Sunday, 15 March 2009

Photography and Memory (1): Carlos "Chino" Dominguez

This is the first in what I hope to be a series of posts on photographers whose work is concerned with issues of memory in Latin America. One could argue all photography is 'about' remembering, in that photographs show us images from the past and are so often used as part of memory work. I'm interested principally in photographic images that are more explicitly concerned with political violence in twentieth-century Latin American and its aftermath. Some of the photographers featured will lean more to the 'arty' side, others to the field of 'photojournalism'.

Carlos Dominguez, known as "Chino", is a veteran of Peruvian photojournalism and has been working as a photographer for over sixty years. That's why he kicks off this series, even though there are other photographers who are better known for photographing the internal conflict - because his career spans some of the most turbulent periods in recent Peruvian history.

Considering himself 'a photographer of the left', he captured poets and members of the intellectual elite, social movements, and ordinary people. One of his well-known images is that of the 'Gran Paro' (1977), the great strike, which you can see in this slide-show.

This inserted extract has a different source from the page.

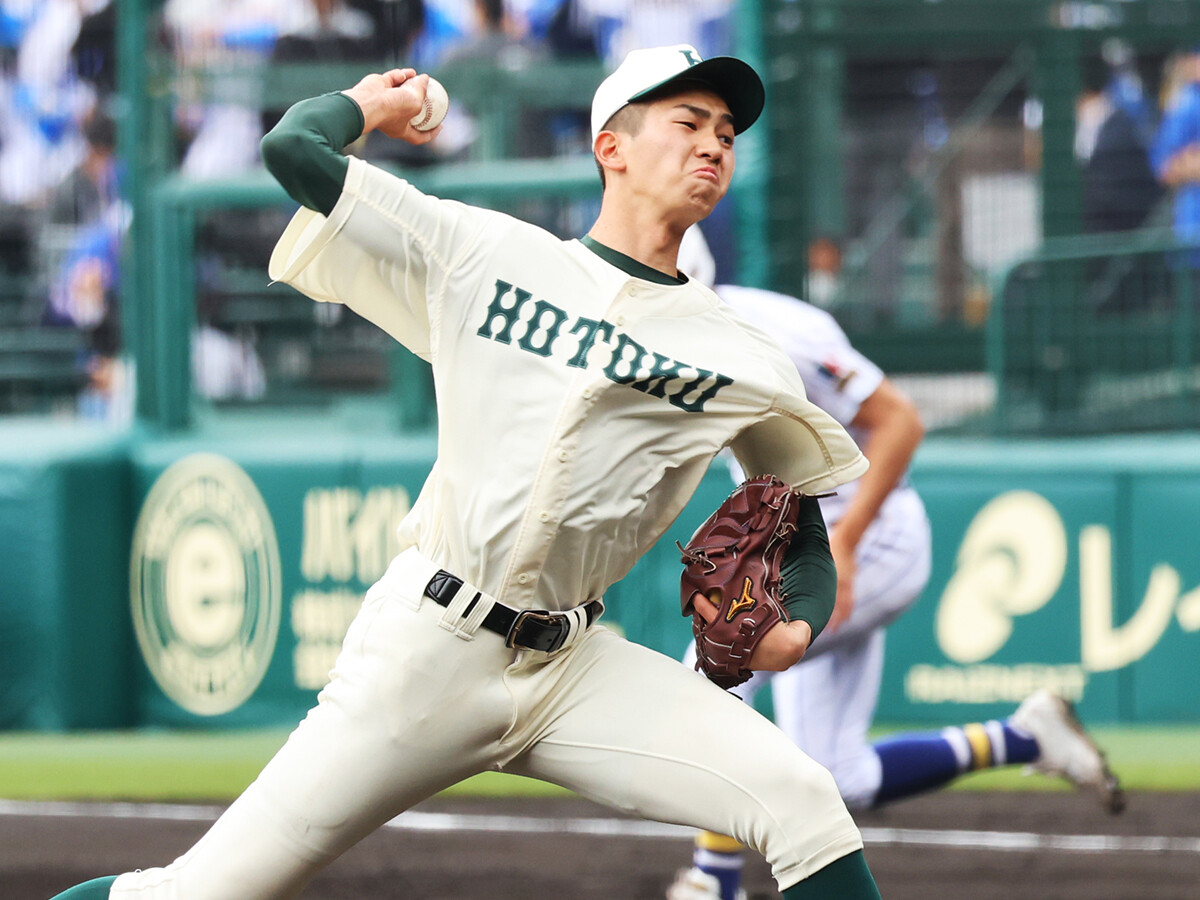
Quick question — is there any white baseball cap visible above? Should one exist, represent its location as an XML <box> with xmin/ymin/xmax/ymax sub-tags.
<box><xmin>592</xmin><ymin>43</ymin><xmax>766</xmax><ymax>142</ymax></box>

Dominguez has a deep interest in the promotion of photography in Peru. In Youtube video below, he expresses a wish for Peru to have a museum of photography and is concerned that valuable work from provincial photographers may be irretrievably lost (around 2:30 of the 8 minutes clip):

Significant for this blog is his image of an Andean woman holding a small photograph of a missing relative, a 'disappeared' person (approx 1985):

There are many photographs of relatives protesting the disappearance of their loved ones, from many different countries, but this woman's clothes and hat clearly identify her as highland Peruvian. Her hands, made large by the camera angle, are simultaneously cradling her breastfeeding child and displaying the photo, in the format familiar to us all from passports and identity documents. It may have been the only image she possessed of her relative (husband, father, brother?). She looks right at the camera, demanding a response. This is a compassionate image, highlighting both the grief and the strength of the mother.

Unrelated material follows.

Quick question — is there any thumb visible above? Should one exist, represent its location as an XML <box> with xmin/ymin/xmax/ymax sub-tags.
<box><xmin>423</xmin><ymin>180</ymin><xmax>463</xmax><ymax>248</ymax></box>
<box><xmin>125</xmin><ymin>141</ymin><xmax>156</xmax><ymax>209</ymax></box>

Recently, Dominguez, who is now in poor health, donated his entire archive of 1,000,000 negatives to the Universidad Alas Peruanas, stressing how important it was to him that the collection be kept together and not split up. What an important historical record this is for the Peruvian nation.

More on Dominguez:

Memorias del ojo - article from La Republica

"El Chino" Carlos Dominguez - tribute site put together by students of the digital journalism course at the PUCP (Catholic University) in Lima

Publications: Los Peruanos, first pubd 1989. There is a second edition but I have been unable to find a source where it can be bought online. There is a copy in the Peruvian National Library for anyone there.